In this, my first portrait of my sweetheart, I can see what he means: the nose I painted has ski-jump feel, nothing like the comparatively pointier look his nose actually has.
And, in this, my second portrait of David, I still hadn’t completely figured out his nose, but, unlike my partner, I’m not convinced that it matters all that much. A nose usually does not serve an expressive purpose in a portrait--and by that I mean that, while the artist can be expressive in the painting the shapes and lines of the nose, the sitter can’t alter her-his expression with her-his nose. Unless the nostrils are flared, the nose’s only function is as an anchor around which to build the face.
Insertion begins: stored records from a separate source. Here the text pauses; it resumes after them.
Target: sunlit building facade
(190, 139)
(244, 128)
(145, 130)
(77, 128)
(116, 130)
To my mind, the main ingredient of a person’s likeness is her-his breath or movement. A portrait’s success is in its ability to capture the dynamism specific to a subject rather than her-his particular features. In this portrait, my third painting of David from around the same time as the first two, I feel like I’ve finally touched on something important about who he is, but it could be argued that this painting contains the least faithful reproduction of his nose to this point!
Profiles have a special way of calling an artist out about exact likeness. If a portrait is evaluated solely in terms of features accurately reproduced, the most recognizable image of an individual is actually her-his profile (it’s for this reason that profiles are used on coins and in mug shots).
In this 2007 portrait of David, I’d had a bit more practice with my sweetheart’s face, but I was still not quite copying his nose. However, without the source image to reveal every detail I overlooked in my painting, the portrait as a whole conveys his personhood.
In this portrait, created in early 2006, just a few months after the first three, I was already getting more of a handle on David’s face. The painting’s nose is still a little upturned, but the spacing of the David’s features is close to perfect, and this is crucial. After breath and movement, the relationship of the individual features is the most important ingredient to a likeness.
In fact, that’s how the nose plays its role in likeness. It is a focal point of the face purely by reason of its location, and that’s also why it is a good place to start building a portrait. If an artist can capture the angle and general shape of the nose, the rest of the face will follow easily, no matter its orientation or expression.
In this detail image of a series of portraits of David, my partner’s face is in profile but also viewed slightly from below. The nose in my portrait is, again, not an exact reproduction of the source image, but it does its job in revealing the position of the face in relation to the viewer.
This portrait is part of the same series of portraits as the one above. Looking at it along with the juxtapositions of other painting details and their source images, it becomes clear how far I often stray from the “reality” of the photographs. But then it’s the prerogative of the painted portrait to exchange a hard and fast nose for a collection of layered brushstrokes which evoke more than they represent.